Sean tus vestidos limpios, honestos y conformes al cargo que tuvieres. Nunca te singularices en las ropas ni en vanos adornos, pues los que en esto buscan el señalarse, además de ánimo trivial y mujeril, muestran que no son aptos para hacerse notables por otros motivos más nobles y elevados. Desecha de tus vestidos el oro y la plata. En cumpliendo con el decoro, todo lo superfluo se le roba a los pobres.

Y ya que Dios te ha concedido ingenio para hacer trovas, canta enhorabuena tus amores, tus penas, tus alegrías; pinta los prados, los mares, el sol, las estrellas, los misterios del corazón humano, las ansiedades del entendimiento, el triunfo de la virtud, la vergüenza del crimen, las hazañas de los héroes; pero nunca adules a nadie. Apolo y las Musas se sonrojan de la bajeza y retiran sus sonrisas de los pechos viles. Cuando pulses el laúd, mira más alto que el cielo, pues la poesía es como un águila, que sólo ostenta la majestad de su plumaje y de su vuelo en las alturas. No por esto digo que estés enojado con las risas y las gracias, que son galas de la discreción, pues los chistes y donaires nunca asientan sobre ingenios torpes. Ensáñate contra los vicios y nunca satirices a las personas, que el oficio de murmurador es infame y peligroso.

Si estos consejos guardas, yo te aseguro, hijo mío, que vivirás honrado y de todos querido, que tus palabras serán acatadas como un oráculo, y que en torno tuyo se respirará una atmósfera de veneración, de pureza y de sabiduría. Te respetarán tu esposa y tus hijos, y cuando atravieses las calles, dirán las gentes señalándote con el dedo: «Ved ahí un hombre virtuoso y sabio. ¡Ojalá que algún día le imiten nuestros hijos!»

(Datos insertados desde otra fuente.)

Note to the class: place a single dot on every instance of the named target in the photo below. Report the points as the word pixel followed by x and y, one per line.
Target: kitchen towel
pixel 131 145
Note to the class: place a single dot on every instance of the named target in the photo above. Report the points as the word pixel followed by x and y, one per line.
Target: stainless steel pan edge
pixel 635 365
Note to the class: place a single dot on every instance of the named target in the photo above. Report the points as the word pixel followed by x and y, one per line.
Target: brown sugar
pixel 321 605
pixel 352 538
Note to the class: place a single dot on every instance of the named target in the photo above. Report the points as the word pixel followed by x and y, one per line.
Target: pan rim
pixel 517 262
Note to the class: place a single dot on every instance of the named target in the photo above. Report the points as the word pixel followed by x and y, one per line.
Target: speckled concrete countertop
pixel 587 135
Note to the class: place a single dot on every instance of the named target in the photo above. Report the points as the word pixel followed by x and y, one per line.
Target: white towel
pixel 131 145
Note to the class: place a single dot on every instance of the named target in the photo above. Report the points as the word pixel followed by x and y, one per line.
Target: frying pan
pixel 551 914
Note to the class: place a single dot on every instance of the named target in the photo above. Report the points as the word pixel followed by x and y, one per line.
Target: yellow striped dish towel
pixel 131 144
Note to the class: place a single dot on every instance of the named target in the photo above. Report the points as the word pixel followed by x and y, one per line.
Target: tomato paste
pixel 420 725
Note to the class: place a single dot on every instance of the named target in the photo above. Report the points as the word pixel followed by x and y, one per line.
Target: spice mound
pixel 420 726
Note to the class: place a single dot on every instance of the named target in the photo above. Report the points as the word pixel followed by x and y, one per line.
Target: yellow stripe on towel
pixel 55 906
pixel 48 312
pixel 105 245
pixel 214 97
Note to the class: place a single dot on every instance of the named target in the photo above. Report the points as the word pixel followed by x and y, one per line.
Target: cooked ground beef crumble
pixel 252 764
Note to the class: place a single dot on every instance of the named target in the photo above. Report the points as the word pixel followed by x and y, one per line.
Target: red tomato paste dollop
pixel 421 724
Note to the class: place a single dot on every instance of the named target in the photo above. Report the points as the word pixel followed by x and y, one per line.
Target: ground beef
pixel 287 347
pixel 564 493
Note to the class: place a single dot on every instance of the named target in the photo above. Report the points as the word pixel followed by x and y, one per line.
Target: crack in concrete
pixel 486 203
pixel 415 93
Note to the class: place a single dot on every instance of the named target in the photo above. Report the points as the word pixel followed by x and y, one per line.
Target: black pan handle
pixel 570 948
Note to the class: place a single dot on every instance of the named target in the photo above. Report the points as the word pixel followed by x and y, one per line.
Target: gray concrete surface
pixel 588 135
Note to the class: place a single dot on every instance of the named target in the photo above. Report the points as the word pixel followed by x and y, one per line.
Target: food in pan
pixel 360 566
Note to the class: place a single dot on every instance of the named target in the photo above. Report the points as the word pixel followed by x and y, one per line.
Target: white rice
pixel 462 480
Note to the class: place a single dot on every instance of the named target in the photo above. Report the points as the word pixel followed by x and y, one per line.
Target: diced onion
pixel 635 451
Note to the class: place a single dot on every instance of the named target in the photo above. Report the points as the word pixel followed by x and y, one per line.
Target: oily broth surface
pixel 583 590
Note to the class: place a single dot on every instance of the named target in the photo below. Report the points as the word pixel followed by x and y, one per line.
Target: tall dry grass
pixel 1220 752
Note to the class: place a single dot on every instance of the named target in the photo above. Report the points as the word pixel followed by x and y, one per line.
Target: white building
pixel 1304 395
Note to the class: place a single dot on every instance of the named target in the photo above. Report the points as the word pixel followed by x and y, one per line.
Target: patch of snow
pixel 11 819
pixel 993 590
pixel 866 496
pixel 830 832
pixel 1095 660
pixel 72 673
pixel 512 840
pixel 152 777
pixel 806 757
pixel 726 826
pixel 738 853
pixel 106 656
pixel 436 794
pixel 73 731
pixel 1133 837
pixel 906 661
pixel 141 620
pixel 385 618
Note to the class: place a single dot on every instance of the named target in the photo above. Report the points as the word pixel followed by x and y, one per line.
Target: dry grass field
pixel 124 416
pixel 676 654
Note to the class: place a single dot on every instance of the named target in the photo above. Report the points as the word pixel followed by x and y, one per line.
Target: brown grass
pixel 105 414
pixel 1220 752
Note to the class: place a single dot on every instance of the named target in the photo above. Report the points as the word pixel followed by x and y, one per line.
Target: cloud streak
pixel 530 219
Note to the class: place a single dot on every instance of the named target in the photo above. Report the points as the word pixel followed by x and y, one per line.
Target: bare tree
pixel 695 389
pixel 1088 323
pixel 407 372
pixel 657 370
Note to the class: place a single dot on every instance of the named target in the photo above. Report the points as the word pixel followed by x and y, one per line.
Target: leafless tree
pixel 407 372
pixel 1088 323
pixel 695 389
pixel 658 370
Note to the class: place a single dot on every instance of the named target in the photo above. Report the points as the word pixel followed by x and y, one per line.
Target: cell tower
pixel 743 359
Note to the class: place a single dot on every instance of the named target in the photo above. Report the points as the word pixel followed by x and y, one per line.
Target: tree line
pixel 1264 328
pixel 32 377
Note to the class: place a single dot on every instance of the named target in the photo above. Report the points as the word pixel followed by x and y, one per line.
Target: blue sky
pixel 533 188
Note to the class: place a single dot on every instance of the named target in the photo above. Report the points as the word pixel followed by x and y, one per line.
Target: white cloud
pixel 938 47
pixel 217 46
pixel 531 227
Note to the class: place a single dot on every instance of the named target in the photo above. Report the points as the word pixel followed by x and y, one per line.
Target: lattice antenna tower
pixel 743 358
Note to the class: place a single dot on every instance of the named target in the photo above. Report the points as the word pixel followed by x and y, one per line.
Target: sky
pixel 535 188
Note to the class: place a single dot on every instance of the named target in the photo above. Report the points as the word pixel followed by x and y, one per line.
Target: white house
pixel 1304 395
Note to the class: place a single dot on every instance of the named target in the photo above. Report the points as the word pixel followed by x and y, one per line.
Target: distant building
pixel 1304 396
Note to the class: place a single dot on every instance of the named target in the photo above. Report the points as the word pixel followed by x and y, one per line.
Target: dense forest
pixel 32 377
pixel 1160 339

Y si por acaso la envidia y la injusticia de los hombres te disparan sus ponzoñosos dardos, no por eso desmayes, querido Jimeno, que la virtud y la verdad no han menester más que a sí mismas para que sean estimadas sobre todas las cosas, porque sería vileza aguardar de ellas la reputación por paga. Semejantes a los que sirven a los príncipes por la esperanza de premios y honores son los que obran el bien llevados de miras mundanas. Ellos no sirven sino al demonio del interés, origen de la falsa virtud, de la sabiduría falsa y verdadera fuente de todos los crímenes.

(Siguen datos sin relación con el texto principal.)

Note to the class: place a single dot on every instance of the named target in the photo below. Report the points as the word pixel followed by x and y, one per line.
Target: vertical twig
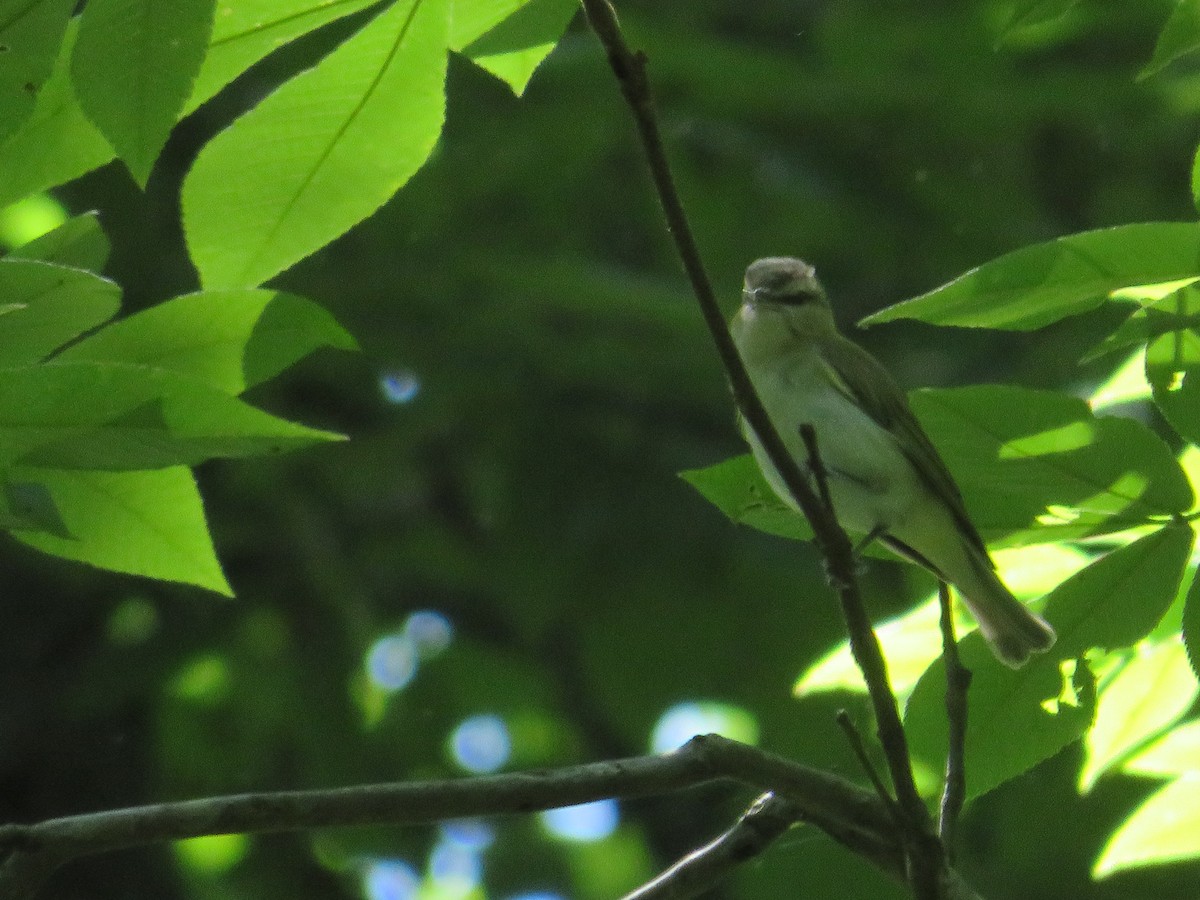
pixel 958 682
pixel 924 847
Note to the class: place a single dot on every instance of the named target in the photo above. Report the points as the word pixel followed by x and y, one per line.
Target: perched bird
pixel 886 479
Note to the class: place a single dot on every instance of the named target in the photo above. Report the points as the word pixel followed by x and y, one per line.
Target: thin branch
pixel 958 683
pixel 856 744
pixel 832 540
pixel 816 466
pixel 767 819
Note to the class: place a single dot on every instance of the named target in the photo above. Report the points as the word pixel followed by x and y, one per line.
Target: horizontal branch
pixel 30 852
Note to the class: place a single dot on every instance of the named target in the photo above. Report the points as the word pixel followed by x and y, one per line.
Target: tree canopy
pixel 358 425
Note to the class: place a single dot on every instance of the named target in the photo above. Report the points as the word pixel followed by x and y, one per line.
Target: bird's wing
pixel 863 378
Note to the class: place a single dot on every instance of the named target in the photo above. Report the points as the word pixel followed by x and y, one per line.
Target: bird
pixel 886 479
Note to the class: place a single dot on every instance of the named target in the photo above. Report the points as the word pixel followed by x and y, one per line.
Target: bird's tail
pixel 1012 631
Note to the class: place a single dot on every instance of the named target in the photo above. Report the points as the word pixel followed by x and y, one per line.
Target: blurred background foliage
pixel 502 568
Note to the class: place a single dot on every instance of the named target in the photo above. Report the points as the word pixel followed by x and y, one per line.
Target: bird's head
pixel 785 281
pixel 783 306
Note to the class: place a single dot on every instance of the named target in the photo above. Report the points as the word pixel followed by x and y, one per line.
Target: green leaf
pixel 1018 718
pixel 912 641
pixel 133 66
pixel 1032 13
pixel 1179 37
pixel 1045 282
pixel 78 243
pixel 231 339
pixel 510 39
pixel 1032 466
pixel 57 304
pixel 1038 466
pixel 737 489
pixel 57 143
pixel 1149 694
pixel 1191 625
pixel 1127 384
pixel 245 31
pixel 30 34
pixel 148 523
pixel 1165 828
pixel 1117 599
pixel 1173 369
pixel 322 153
pixel 1179 310
pixel 1176 753
pixel 28 505
pixel 96 415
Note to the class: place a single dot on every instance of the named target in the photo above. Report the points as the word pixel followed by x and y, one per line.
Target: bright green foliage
pixel 737 487
pixel 1122 595
pixel 232 340
pixel 78 244
pixel 132 70
pixel 337 139
pixel 509 39
pixel 1163 829
pixel 30 34
pixel 1037 466
pixel 149 523
pixel 1180 36
pixel 49 305
pixel 57 142
pixel 1037 286
pixel 1018 718
pixel 1140 701
pixel 1032 13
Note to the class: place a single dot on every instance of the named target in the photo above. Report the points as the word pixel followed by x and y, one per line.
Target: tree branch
pixel 831 539
pixel 958 682
pixel 30 852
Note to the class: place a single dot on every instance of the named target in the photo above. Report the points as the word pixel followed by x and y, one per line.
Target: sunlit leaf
pixel 322 153
pixel 1179 37
pixel 244 31
pixel 911 642
pixel 1176 753
pixel 1177 311
pixel 1147 695
pixel 1164 828
pixel 30 34
pixel 1191 624
pixel 1036 286
pixel 1038 466
pixel 57 142
pixel 78 243
pixel 1116 600
pixel 133 66
pixel 231 339
pixel 737 487
pixel 148 523
pixel 1127 384
pixel 55 305
pixel 1018 717
pixel 1173 370
pixel 514 45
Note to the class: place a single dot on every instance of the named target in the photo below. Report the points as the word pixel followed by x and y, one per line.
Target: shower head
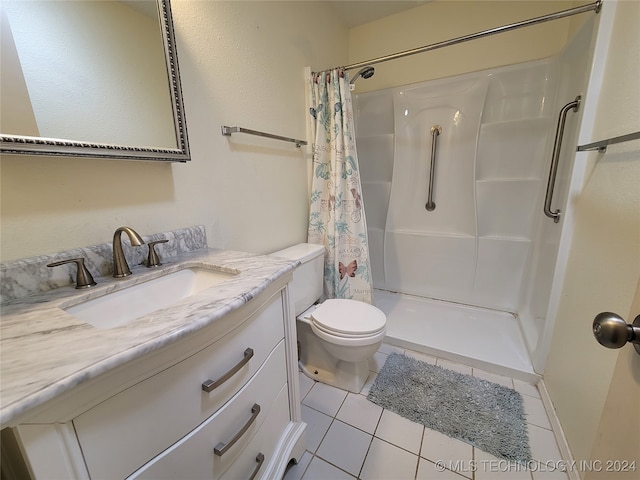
pixel 366 72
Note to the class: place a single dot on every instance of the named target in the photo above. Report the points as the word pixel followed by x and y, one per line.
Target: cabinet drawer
pixel 125 431
pixel 264 443
pixel 194 456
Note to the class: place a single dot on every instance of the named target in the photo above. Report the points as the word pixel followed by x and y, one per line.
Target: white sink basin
pixel 120 307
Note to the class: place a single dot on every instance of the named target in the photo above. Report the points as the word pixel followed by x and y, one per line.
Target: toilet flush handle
pixel 612 331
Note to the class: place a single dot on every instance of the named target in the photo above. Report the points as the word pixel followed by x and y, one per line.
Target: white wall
pixel 242 63
pixel 443 20
pixel 604 261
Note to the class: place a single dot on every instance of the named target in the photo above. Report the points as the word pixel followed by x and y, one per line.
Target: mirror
pixel 91 78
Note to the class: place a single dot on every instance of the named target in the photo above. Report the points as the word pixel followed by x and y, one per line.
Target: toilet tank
pixel 307 285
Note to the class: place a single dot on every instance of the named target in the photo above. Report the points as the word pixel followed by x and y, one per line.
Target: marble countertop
pixel 44 351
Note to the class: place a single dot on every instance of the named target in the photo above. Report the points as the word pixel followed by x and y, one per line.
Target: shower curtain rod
pixel 595 6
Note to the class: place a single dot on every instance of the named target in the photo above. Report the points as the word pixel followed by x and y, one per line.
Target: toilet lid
pixel 345 317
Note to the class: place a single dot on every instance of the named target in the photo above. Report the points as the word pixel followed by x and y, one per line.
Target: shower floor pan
pixel 478 337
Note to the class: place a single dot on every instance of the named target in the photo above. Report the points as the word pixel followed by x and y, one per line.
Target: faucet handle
pixel 153 260
pixel 83 277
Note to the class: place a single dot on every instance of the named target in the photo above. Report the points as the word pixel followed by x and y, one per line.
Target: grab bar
pixel 435 131
pixel 557 145
pixel 227 131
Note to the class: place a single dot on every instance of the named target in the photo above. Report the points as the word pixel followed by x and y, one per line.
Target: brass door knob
pixel 612 331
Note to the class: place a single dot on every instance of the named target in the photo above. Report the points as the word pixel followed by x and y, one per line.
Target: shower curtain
pixel 336 218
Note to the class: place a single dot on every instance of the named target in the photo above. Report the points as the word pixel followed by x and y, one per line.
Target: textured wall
pixel 242 63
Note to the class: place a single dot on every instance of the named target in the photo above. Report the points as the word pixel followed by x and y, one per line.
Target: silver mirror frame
pixel 25 145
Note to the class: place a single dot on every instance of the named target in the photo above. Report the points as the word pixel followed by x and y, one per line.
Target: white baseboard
pixel 561 440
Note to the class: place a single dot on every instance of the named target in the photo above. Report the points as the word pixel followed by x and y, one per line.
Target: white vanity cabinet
pixel 162 423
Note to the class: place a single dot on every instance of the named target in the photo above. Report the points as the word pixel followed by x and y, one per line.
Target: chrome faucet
pixel 120 267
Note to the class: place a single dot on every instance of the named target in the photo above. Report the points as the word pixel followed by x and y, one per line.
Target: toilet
pixel 336 338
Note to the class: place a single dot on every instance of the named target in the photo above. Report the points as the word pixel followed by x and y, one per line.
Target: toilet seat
pixel 348 319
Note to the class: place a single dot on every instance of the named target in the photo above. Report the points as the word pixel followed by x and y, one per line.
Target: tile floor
pixel 349 437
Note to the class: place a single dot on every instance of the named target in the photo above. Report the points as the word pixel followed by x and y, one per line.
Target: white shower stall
pixel 471 279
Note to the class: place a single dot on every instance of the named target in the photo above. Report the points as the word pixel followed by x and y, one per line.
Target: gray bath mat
pixel 481 413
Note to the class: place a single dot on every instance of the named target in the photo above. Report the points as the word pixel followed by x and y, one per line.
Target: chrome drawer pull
pixel 210 385
pixel 221 448
pixel 260 460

Atentamente estuvo escuchando el joven las discretas razones del anciano, y no pudo menos de admirar la bella índole y la profunda ciencia del que le había dado el ser.

-Querido padre, -dijo-; yo os prometo guardar en mi memoria todos vuestros sabios consejos y esforzarme por practicarlos.

En seguida Jimeno, por orden de su padre, sacó los manuscritos del lugar en que se hallaban ocultos.

-¡Cuánto siento, -dijo el trovador-, no despedirme del misterioso caballero, que tantos beneficios nos ha dispensado!

-Efectivamente que es sensible; pero no sabemos a punto fijo cuándo volverá.

-¿Y quién es? ¡Tengo tantos deseos de saberlo!

-Es un secreto que no me pertenece. Algún día lo sabrás, hijo mío.

Jimeno suspiró e hizo un gesto de resignación.

-Abrázame, hijo de mi alma, y nunca te olvides de tu amoroso padre, que por momentos queda aguardando tu vuelta. ¿No es verdad que volverás pronto?

-Os juro volver todo lo más pronto que me sea posible, -dijo el joven poniéndose encendido y bajando los ojos.

El mancebo y el anciano se dieron un estrecho abrazo, y ambos lloraban.

Al fin don Gonzalo dijo:

-Llueva sobre ti, amado hijo mío, el rocío saludable que esparce el Señor sobre sus escogidos.

Y en seguida el venerable anciano echó su bendición al joven, que partió sin pérdida de tiempo.